His upbringing was unusual, to say the least. Much of it was in the Playboy Mansion, fabled centre of male-dominated hot-tub frolics. His mother was Miss January 1988, Kimberley Conrad, his father's second wife whom he married in 1989. In the late 1980s, after suffering from a stroke, Hefner Snr was said to have toned down the all-night parties. The marriage lasted 10 years and, after they separated, Hefner bought the mansion next to his Playboy Mansion – which he actually rents from Playboy Enterprises – just outside LA for Conrad and her two sons, Cooper and Marston. Cooper says he had a bed in each home. "There's always this perception that there were always these nude girls running around and there were all these crazy parties. To tell you the truth, when my brother and I were over at my dad's, this wasn't the case. My parents were still trying to be parents." His brother Marston was recently sentenced to a 52-week domestic violence programme after allegedly beating his Playmate girlfriend Claire Sinclair.

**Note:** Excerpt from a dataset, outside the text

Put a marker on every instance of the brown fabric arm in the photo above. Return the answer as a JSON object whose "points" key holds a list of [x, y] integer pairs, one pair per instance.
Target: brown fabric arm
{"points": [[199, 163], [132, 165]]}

Hefner's two elder children from his first marriage remain enigmas. No one is quite sure what happened to David, born 1955. The rumours range from his suffering amnesia after an accident to claims that he owns a computer consulting firm. Hefner's daughter Christie was chairwoman of Playboy, but stepped down in 2009 to give more time to charitable work.

So what state, exactly, is the business in now? According to divorce paperwork filed in 2009, Hefner Snr estimated his net worth at $43m. The circulationof the magazine has declined from a peak of seven million in the 1970s to 1.5 million – no doubt hit by internet pornography, yet it still attracts the odd famous writer. The money-spinners these days are the TV channels, clubs, merchandising and casinos.

Cooper says he will not exactly follow in his father's footsteps: "I have no intentions of putting on silk pyjamas and smoking a pipe."